Summary
Community is a complex and moving phenomena. I have only “scratched the surface” in my study of Black Mountain College. Likewise, I am still a beginning learner/participant in my understanding of the philosophical and theoretical ideas and practice emerging at the European Graduate School. My perspective on both schools is both informed and limited by my own cultural background as a Southern Appalachian woman, trained primarily in the discipline and discourse of American psychology. Yet as I study both schools, I am inspired. Each school, in itself, is an act of artistic making, a work of art. William Doty (2000) says that cultures and communities that survive and flourish are those that can tell their stories and honor them. We have begun to tell our story and to honor it.
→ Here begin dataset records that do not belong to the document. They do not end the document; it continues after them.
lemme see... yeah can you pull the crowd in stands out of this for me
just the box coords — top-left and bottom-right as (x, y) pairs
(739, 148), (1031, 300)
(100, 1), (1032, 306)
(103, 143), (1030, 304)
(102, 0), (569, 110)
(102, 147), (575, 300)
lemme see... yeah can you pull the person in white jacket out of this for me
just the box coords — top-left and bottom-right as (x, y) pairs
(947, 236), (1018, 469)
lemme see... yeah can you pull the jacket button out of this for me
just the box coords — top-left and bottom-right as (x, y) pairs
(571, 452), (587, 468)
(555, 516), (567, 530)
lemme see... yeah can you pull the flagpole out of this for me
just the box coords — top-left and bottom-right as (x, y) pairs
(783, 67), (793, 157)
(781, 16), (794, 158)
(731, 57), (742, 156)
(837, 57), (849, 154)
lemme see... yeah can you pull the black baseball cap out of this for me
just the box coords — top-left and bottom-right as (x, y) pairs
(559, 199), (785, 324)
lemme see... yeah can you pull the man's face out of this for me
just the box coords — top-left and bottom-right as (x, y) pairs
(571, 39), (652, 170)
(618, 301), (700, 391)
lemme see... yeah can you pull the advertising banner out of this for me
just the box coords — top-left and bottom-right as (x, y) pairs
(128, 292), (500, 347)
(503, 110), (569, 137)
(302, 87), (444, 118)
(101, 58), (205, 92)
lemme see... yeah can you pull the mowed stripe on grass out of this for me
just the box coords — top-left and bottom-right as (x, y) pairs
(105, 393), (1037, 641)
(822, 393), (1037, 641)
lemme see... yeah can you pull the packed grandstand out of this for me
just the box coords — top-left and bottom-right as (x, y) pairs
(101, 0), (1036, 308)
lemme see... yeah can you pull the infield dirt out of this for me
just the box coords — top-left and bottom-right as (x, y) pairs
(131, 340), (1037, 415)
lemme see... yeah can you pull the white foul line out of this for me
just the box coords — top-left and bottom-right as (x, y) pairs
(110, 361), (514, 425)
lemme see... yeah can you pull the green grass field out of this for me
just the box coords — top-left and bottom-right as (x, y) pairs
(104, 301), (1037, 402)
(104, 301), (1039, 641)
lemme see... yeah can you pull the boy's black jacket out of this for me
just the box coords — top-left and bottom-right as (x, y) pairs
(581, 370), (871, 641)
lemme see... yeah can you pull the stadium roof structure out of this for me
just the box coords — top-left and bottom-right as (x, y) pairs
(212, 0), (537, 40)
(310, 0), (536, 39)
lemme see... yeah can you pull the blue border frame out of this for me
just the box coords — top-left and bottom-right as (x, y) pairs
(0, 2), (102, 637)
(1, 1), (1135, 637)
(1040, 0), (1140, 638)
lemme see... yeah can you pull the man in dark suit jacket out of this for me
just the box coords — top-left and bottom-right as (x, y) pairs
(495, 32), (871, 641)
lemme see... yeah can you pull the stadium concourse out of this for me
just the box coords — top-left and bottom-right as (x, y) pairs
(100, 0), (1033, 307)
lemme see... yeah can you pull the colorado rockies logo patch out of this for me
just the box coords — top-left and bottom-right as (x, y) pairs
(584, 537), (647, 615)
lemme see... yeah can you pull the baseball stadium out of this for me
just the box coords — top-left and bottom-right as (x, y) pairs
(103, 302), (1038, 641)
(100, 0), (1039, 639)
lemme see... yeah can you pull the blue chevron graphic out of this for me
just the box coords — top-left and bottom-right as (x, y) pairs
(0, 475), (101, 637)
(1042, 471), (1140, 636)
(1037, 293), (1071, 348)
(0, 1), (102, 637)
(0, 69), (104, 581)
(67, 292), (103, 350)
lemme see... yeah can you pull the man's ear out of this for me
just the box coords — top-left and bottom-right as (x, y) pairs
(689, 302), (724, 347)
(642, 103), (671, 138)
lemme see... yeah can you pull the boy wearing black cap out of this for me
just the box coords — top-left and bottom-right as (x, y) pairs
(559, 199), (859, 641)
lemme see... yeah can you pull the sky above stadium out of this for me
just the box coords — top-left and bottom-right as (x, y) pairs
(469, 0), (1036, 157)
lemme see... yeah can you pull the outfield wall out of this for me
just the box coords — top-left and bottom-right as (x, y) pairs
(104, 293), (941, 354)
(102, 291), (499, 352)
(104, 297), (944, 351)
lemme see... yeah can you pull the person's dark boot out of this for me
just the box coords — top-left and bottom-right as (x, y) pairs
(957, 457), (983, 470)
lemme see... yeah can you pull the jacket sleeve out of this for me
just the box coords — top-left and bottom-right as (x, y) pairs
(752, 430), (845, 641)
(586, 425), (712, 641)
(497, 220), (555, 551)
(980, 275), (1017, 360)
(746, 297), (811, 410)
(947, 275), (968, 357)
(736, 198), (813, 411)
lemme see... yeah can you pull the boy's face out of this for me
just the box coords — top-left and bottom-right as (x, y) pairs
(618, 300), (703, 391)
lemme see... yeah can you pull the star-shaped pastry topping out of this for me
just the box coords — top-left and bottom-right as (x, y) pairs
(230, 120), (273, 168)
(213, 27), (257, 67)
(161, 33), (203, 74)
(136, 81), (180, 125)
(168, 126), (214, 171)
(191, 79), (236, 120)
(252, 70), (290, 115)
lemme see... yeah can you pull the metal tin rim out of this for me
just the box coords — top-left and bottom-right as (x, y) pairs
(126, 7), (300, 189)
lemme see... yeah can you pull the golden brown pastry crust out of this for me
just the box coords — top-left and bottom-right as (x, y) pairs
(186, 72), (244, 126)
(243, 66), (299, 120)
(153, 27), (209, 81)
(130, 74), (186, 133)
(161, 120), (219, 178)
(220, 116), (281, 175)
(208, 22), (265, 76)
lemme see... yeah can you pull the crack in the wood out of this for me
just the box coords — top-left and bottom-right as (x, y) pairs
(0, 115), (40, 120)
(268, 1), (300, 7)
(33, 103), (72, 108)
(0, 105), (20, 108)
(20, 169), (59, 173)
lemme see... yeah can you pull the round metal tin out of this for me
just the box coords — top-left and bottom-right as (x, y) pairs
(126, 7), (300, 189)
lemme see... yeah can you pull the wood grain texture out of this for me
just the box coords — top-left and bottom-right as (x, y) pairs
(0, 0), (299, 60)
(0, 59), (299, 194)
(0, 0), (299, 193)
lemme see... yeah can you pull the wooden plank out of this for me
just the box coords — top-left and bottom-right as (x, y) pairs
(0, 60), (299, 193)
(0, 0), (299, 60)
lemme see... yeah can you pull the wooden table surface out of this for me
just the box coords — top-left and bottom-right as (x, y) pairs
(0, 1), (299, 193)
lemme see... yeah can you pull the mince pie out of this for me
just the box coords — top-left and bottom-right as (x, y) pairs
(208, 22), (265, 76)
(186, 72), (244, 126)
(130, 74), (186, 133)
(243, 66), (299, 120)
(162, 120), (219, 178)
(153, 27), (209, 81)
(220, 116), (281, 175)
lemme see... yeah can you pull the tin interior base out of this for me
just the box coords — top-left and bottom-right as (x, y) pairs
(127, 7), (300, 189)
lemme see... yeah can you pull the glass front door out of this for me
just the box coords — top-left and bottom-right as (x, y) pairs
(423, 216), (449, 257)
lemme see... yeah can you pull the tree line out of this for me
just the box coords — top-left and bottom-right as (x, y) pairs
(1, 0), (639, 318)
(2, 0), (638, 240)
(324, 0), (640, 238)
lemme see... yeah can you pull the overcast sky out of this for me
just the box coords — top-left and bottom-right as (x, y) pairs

Twenty years ago in the midst of the woods where I walk every day, there was an open field, full of grasses and wildflowers. Then small pine seedlings began to sprout in the open area, where sunlight was available. Now there is a pine forest. Tall pines arch over the trail, their branches forming an arc like a cathedral over the soft carpet of needles which line the path there. Mary Emma Harris (1987) says that Black Mountain was not an institution but a process. At the European Graduate School, we too are a process, and we are in process, changing, still seeding the open spaces with new growth, still opening to what has yet to emerge. Mervin Lane (1990) said that it is the spirit of the enterprise at Black Mountain that has had a “long-range resonating effect” on the arts, on education, and on American culture. I wonder what long-range resonating effect may be wrought by what we make here.